Paradossalmente Miyazaki, durante la stesura del manga non voleva dare alla ragazza il ruolo di un leader, ma piuttosto di un rappresentante chiamato a guidare gli altri tramite i suoi commenti. Più che un'eroina nel senso proprio del termine, ella è quel tipo di persona che è chiamata a «far accadere le cose»[18]. Perciò il mangaka è imbarazzato dal fatto che questo lato messianico trasparisca troppo nel film durante la scena della resurrezione e, non essendo riuscito a fare in modo che gli ômus si fermassero prima di proiettare la ragzza ha spiegato in Arte di Laputa, l'artbook di "Laputa - Castello nel cielo" che egli «non era dell'idea di fare di Nausicaä una Giovanna D'Arco [e voleva] rimuovere tutti gli aspetti religiosi. Ma malgrado tutto, questa sequenza è al fine diventata una scena religiosa»[37].

Il lato oscuro[modifica | modifica wikitesto]

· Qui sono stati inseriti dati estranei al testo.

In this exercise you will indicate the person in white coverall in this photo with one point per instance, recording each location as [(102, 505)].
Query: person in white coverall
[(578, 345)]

La scena dell'anime in cui Nausicaä si vendica ferocemente dei soldati che hanno assassinato suo padre ha suscitato grandi perplessità in Susan Napier, che considera questo atto proprio solo di un classico eroe maschile. Tuttavia nella sequenza successiva ci si accorge che la giovane prova un gran rimorso, mostrandosi così vulnerabile per la prima e unica volta in tutta la sua storia. Questo è voluto da Miyazaki per meglio umanizzare il suo personaggio e renderlo più complesso[35].

Invece per Drazen, anche quando prende la spada per lanciarsi selvaggiamente e furiosamente contro i nemici per vendicarsi dell'uccisione di Jill[N 7] ella conserva ancora un pizzico di yasashii, come San, la protagonista di Princess Mononoke[29].

Ancora, secondo il mangaka, «Nausicaä e Kushana sono molto simili; come due facce della stessa medaglia»[12][N 8]. Infatti Kushana, a causa del duro shock provato in guerra, è «cupa ed istintiva» e si avvicina a certi aspetti caratteriali di eroi come Shuna di Shuna no tabi o Ashitaka di "Princess Mononoke"; il lato oscuro di Nausicaä permette così di rivelarla come sua immagine speculare[16]. Ma quest'ultima, cosciente di avere questi sprazzi di forza selvaggia, cerca di reprimerla in tutti i modi. Per esempio, dopo aver tentato di compiere la strage dei soldati tolmechiani, si abbandona tra le braccia del suo ex mentore Lord Yupa dicendo: «Un odio spaventoso dorme in me, che sfugge al mio controllo...».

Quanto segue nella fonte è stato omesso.